A Dallas businessman has launched a Web site with a single, simple objective: prevent Sen. Hillary RodhamClinton from becoming president.

StopHerNow.com aims “to shed light on the REAL Hillary Clinton and the danger she and her ideas pose for America,” proclaims the site created by Dick Collins, a Texas newspaper publisher and Republican activist.

The site features links to news articles and commentary about the former first lady, as well as a humorous animated series, “The Hillary Show.”

The first installment of the cartoon series shows Mrs. Clinton sparring with potential 2008 rival Sen. John Kerry, Massachusetts Democrat. Mr. Collins says he hopes to continue the series with new episodes reflecting the latest news surrounding Mrs. Clinton’s much-anticipated White House bid.

The cartoon was created by a group of artists who are “a bunch of libertarians, not really political, but they all dislike Hillary Clinton,” Mr. Collins said.

“The Republican Party over the last couple of decades has had the problem of appearing to be a party of anger, and we wanted our effort to be … one that would deliver a smile,” Mr. Collins tells Robert Stacy McCain of The Washington Times.

Mr. Collins says the site is “a grass-roots effort to define Hillary Clinton. She’s trying to be something that she’s not. She’s attempting to become a centrist Democrat, and in fact she’s an ultraliberal Democrat.”

Bad move, Alcee

When Rep. Alcee L. Hastings started naming names of his critics — and lashing out at “anonymous bloggers” — the Florida Democrat may have bit off more than he could chew.
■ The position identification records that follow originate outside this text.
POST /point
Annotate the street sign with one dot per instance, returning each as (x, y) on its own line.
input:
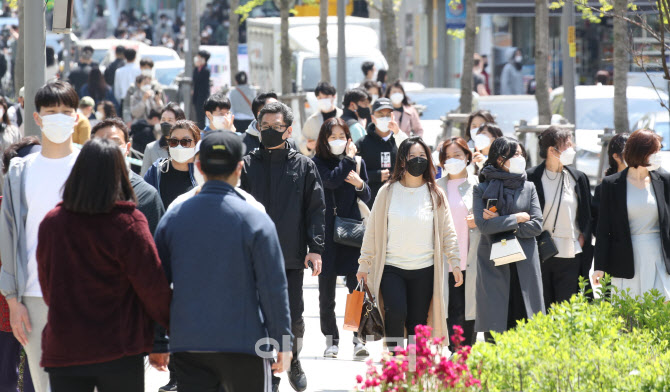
(455, 14)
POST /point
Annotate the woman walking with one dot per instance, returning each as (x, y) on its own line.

“I hope that my fate is not determined by Newt Gingrich, Sean Hannity, Ann Coulter, Michelle Malkin, Michael Barone, [Matt] Drudge, anonymous bloggers, and other assorted misinformed fools,” Mr. Hastings wrote last week in a five-page letter to House Democratic colleagues, seeking support for his bid to become chairman of the House intelligence committee.

“The letter may have done more harm than good to Hastings’ cause, however, because Malkin answered in kind with a post that labeled Hastings a ‘fool’ and his letter to colleagues an ‘unhinged rant,’ ” K. Daniel Glover wrote at National Journal’s Web site (www.nationaljournal.com).

Mrs. Malkin’s response to Mr. Hastings at michellemalkin.com “included plenty of background links on the Hastings bribery case and current criticisms of his leadership bid,” Mr. Glover noted.

Other bloggers, not all of them conservatives, have joined in the anti-Hastings response, highlighting the facts of the former federal judge’s 1988 impeachment and removal from office for bribery, including the names of prominent Democrats who condemned Mr. Hastings as guilty of corruption.

The public-relations debacle unleashed by Mr. Hastings’ letter prompted Glenn Reynolds (www.instapundit.com) to observe that Mr. Hastings is “the perfect target for hostile bloggers — a guy with a really lousy record who’d rather people didn’t think about it, whose every complaint just provides an opportunity to remind people how lousy that record is.”